I decided to scale it horizontally. My first attempt was to run a second container with the same appName but a different S3 output path. In the first two minutes, everything was fine. Both shredders started consuming 3 shards each, which was what I expected, but suddenly the Kinesis SDK started closing the connection to one of the consumers with the following error:

WARN software.amazon.awssdk.http.nio.netty.internal.http2.Http2GoAwayEventListener - GOAWAY received on a connection ([id: 0x882e9690, L:/XX.XX.X.XX:XXXX - R:kinesis.us-east-1.amazonaws.com/XX.XX.XX.XXX:XXX]) not associated with any multiplexed channel pool.

I thought that this was due to the fact that I’m running 2 shredders with the same appName.

My second attempt was to run a second shredder with a different appName. This resulted in a new enhanced fan-out consumer being registered in the Kinesis stream, a second DynamoDB table being created, and assignment to all 6 shards. Consequently, we started having duplicate events and the same error again:

WARN software.amazon.awssdk.http.nio.netty.internal.http2.Http2GoAwayEventListener - GOAWAY received on a connection ([id: 0x882e9690, L:/XX.XX.X.XX:XXXX - R:kinesis.us-east-1.amazonaws.com/XX.XX.XX.XXX:XXX]) not associated with any multiplexed channel pool.

Am I missing something? I will greatly appreciate your help.
Thanks in advance!

Hi @peter.petrov ,

We generally recommend to scale the streaming shredder vertically because auto-scaling horizontally can introduce a bunch of duplicates, due to how KCL (the library used to consume from Kinesis) works.

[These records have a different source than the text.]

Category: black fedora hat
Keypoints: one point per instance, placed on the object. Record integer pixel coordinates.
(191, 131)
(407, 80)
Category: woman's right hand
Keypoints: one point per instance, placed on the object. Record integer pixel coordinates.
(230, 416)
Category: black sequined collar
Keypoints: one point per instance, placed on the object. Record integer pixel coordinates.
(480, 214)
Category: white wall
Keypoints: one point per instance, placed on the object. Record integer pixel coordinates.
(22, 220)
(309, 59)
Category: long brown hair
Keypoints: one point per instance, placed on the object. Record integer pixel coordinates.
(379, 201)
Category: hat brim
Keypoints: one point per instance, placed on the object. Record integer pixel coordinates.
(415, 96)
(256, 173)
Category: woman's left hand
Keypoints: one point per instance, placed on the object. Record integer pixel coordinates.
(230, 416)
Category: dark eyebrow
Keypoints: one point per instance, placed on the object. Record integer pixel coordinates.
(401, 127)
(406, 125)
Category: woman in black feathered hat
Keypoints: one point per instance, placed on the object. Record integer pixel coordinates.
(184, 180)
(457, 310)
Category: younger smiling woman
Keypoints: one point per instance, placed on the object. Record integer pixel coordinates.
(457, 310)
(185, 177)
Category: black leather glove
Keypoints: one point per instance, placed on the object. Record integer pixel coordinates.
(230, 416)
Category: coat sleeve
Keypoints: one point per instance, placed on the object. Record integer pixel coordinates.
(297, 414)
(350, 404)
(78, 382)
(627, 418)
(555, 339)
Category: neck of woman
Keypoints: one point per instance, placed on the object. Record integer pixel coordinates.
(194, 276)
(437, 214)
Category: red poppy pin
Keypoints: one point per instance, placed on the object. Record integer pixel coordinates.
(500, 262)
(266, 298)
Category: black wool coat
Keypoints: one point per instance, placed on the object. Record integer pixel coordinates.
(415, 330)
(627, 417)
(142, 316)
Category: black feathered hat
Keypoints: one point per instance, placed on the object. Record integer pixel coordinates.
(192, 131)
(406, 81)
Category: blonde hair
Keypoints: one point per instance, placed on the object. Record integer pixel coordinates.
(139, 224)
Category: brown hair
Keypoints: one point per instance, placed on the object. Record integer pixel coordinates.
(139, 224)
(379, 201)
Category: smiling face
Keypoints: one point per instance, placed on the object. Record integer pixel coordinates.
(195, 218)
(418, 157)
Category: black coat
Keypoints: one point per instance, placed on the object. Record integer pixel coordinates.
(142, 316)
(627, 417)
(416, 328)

But in your case if you have a fixed number of shards and a fixed number of instances you could be fine.

All the instances must share the same appName. This is how KCL is able to share the consumption between instances.

but suddenly the Kinesis SDK started closing the connection to one of the consumers with the following error

I’m not familiar with this error message, but this seems to be just a warning. Did you observe a problem with the consumption after this log ?

Hi @BenB
I managed to fix the issue as I decreased the number of shards form 6 to 4.
It turns out that in a configuration of 6 shards and 2 shredders, KLC was not able to distribute the consumption equally between the 2 shredders resulting in sporadic SubscribeToShard.RateExceeded errors and the warning I mentioned in the original post. Decreasing the number of the shards solve my problem and allow me to scale the shredder horizontally.
And yes - we observed data lost after this warning in the log.